( Olamıyor muyuz? Grimm kardeşlerin yarattığı bir masal kadar? Neden, hep bir mücadele, kargaşa ve öfke var üzerimizde. Halbuki, masal bize çocukluğumuzdan beri anlatıyor; farklılıklar, sizi birbirinize düşman yapmamalı, hepiniz asgari müşterekte anlaşmalı ve yaşamalısınız diye. Farklılıklarımızın, aslında bizi birbirimize daha çok yaklaştıracağını, özelliklerimizi anladıkça, birlikte çok daha mutlu ve büyük bir topluluk olabileceğimizi söylüyor. Birlikten kuvvetin ortaya çıkacağını ve yerkürenin kaliteli yaşamaya çok daha fazla müsait olacağını. Hatta, zamanla birbirimizi çok sevebileceğimizi…

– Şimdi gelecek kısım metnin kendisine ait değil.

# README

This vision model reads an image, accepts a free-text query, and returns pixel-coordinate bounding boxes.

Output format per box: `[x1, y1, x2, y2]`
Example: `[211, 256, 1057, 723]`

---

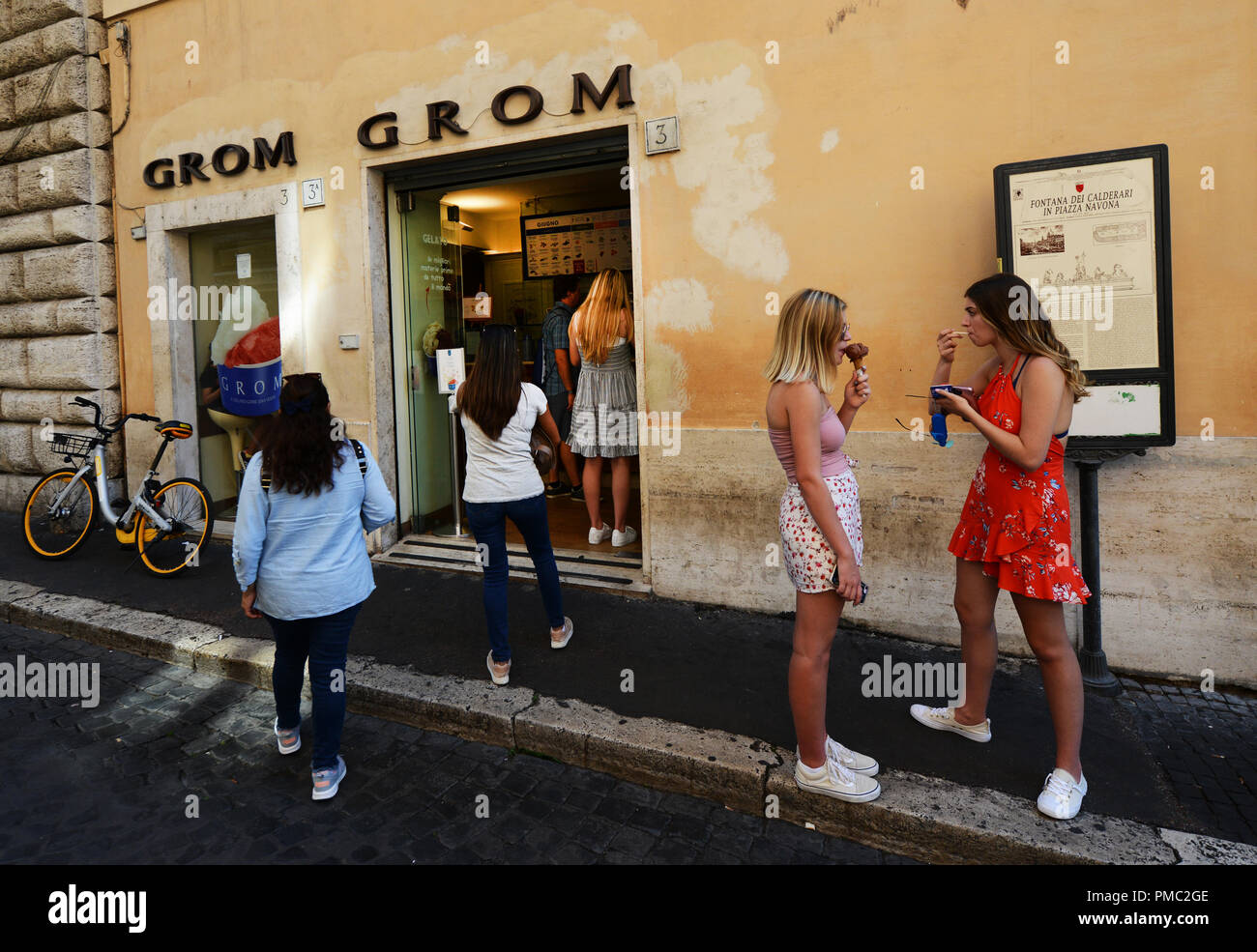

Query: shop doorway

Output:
[188, 217, 279, 523]
[385, 130, 644, 588]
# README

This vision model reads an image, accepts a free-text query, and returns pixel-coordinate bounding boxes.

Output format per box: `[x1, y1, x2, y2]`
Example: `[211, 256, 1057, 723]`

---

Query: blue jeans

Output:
[466, 492, 563, 662]
[265, 601, 365, 770]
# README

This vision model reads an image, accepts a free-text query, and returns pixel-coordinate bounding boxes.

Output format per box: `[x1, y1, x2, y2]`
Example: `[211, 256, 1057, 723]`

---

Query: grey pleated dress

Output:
[569, 336, 637, 457]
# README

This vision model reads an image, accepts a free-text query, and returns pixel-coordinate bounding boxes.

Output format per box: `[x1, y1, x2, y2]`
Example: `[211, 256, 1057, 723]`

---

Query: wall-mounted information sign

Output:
[996, 146, 1174, 449]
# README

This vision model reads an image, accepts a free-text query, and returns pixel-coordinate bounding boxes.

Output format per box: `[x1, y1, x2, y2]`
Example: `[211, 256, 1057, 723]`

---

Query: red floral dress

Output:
[948, 357, 1091, 605]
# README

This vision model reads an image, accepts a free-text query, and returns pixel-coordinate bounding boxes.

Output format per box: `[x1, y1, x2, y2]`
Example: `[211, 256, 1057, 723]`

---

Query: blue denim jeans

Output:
[265, 601, 365, 770]
[466, 492, 563, 662]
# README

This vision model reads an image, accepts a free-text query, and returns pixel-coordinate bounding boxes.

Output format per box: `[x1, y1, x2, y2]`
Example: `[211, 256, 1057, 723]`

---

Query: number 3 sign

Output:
[302, 179, 323, 209]
[646, 116, 682, 156]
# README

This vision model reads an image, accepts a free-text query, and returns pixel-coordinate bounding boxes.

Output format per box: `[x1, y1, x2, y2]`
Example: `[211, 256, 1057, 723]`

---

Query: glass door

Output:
[188, 218, 279, 519]
[397, 192, 465, 533]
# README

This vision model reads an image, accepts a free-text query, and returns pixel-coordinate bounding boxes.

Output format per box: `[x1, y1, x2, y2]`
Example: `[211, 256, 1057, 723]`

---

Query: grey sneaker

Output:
[274, 717, 302, 754]
[311, 754, 349, 800]
[908, 705, 990, 743]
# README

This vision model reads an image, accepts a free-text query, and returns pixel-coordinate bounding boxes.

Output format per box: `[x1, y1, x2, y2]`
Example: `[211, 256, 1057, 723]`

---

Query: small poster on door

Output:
[436, 347, 468, 393]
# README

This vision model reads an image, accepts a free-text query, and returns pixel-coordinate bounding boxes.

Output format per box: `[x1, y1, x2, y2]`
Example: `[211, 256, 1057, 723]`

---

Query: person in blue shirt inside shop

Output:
[231, 373, 396, 800]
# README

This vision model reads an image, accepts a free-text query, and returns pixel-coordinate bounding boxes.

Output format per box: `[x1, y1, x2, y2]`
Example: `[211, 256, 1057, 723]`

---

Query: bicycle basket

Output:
[53, 433, 96, 460]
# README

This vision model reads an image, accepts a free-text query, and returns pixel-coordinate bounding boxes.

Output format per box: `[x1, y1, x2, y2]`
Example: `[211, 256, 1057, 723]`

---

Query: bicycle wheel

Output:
[135, 476, 214, 575]
[21, 470, 96, 559]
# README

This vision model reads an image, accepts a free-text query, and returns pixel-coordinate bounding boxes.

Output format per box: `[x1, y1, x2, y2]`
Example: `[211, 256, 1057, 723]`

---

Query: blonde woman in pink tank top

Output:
[764, 289, 881, 802]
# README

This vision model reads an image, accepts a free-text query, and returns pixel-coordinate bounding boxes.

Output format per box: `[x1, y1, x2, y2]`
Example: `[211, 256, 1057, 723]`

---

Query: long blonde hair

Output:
[575, 268, 632, 364]
[964, 273, 1088, 403]
[763, 288, 847, 393]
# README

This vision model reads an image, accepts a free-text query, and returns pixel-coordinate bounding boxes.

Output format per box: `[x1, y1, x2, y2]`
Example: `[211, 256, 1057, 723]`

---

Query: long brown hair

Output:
[457, 324, 520, 440]
[261, 373, 344, 496]
[575, 268, 632, 364]
[763, 288, 847, 393]
[964, 274, 1088, 403]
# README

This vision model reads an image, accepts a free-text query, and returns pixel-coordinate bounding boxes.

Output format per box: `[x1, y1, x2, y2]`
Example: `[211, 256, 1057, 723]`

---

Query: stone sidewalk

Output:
[0, 624, 912, 865]
[0, 582, 1257, 864]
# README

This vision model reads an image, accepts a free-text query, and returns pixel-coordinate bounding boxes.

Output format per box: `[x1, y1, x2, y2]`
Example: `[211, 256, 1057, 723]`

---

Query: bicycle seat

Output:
[154, 419, 192, 440]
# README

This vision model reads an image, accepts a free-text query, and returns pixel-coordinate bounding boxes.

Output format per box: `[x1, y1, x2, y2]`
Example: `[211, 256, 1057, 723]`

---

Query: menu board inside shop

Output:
[519, 209, 632, 277]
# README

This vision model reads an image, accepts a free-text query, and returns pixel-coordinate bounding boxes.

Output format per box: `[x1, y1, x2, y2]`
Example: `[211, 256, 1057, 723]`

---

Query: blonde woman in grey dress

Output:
[569, 268, 637, 545]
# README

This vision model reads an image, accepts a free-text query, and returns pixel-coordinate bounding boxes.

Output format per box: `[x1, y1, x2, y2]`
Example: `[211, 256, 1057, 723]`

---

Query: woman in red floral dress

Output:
[912, 274, 1091, 819]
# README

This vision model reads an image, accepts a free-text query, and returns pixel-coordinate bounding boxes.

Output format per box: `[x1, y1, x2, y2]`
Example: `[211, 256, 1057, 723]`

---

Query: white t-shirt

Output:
[459, 383, 548, 503]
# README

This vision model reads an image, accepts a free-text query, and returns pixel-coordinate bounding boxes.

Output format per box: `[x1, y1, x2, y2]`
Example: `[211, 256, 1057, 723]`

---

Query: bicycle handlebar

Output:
[71, 397, 161, 435]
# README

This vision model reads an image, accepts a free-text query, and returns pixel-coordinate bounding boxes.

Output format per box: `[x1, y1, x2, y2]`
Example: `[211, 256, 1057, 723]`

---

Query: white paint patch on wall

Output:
[646, 62, 789, 282]
[606, 20, 637, 43]
[646, 277, 714, 332]
[645, 340, 690, 414]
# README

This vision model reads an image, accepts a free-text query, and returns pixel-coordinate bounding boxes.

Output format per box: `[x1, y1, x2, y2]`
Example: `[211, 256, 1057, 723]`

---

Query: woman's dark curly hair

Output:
[261, 373, 344, 496]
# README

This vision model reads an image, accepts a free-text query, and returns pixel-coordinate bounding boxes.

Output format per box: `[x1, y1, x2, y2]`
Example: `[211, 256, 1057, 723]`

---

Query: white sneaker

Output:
[550, 616, 575, 649]
[909, 705, 990, 743]
[1038, 767, 1088, 821]
[795, 751, 881, 804]
[825, 737, 880, 777]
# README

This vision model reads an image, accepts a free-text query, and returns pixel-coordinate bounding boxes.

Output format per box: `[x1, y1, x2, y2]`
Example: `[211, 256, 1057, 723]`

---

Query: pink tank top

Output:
[768, 407, 851, 482]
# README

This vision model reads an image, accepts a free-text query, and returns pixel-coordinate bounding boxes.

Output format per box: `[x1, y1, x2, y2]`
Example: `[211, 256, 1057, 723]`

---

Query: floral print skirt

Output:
[776, 470, 863, 592]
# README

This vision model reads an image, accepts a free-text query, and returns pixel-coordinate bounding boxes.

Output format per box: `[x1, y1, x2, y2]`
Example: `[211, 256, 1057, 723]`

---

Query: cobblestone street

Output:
[1122, 678, 1257, 844]
[0, 625, 912, 864]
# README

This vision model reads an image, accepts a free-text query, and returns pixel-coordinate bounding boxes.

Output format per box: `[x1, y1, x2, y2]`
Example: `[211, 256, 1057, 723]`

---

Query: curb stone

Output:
[0, 579, 1257, 865]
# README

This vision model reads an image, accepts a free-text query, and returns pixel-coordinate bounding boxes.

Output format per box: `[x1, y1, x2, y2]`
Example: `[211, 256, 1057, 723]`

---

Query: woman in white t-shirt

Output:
[455, 324, 572, 684]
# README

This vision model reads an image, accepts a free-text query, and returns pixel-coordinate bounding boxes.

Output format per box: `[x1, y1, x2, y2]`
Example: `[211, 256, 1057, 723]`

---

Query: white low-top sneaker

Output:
[909, 705, 990, 743]
[550, 616, 575, 649]
[795, 756, 881, 804]
[825, 737, 880, 777]
[1038, 767, 1088, 821]
[611, 525, 637, 545]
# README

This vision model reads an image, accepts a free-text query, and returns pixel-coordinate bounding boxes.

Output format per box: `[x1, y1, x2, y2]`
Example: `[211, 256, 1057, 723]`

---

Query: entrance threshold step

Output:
[373, 535, 650, 595]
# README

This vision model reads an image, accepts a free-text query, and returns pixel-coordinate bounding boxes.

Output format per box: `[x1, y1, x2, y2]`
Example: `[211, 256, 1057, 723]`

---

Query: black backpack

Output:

Şu güzel yaz günlerinde, vaktimizin, salgın öncesine göre, her açıdan daha müsait olduğunu düşünürsek, bizden olmadığına inandıklarımızı anlamayı deneyebiliriz. Mızıkacılar gibi olmayı istiyorsak, doğadan yardım almanın da, çok yerinde olacağını düşünüyorum. Çünkü sevgi, anlayış ve kabullenmenin hepsi orada mevcut. Kelebeğin, sanki güler yüzüyle dans eder gibi çiçekten çiçeğe konması, mutluluğu; bir kedinin sakince gelip, bacaklarınıza sürtünmesi, mütevazılığı; ya da farklı türden bir çok kuşun masmavi gökyüzünde huzurla uçmaları, başka başka olsak da özgür olabileceğimizi, anlatmıyor mu bize? Hayatı ilginç kılan, bir çok sürpriz var dışarıda. Yeter ki bakalım, dokunalım ve anlamaya çalışalım; ve tabii, ön yargılarımızı, kızgınlıklarımızı, yerleşmiş anlayışlarımızı bir tarafa bırakarak. Bu sefer olmasa bile, en azından doğayı izlemenin huzuru kalır ruhumuzda. )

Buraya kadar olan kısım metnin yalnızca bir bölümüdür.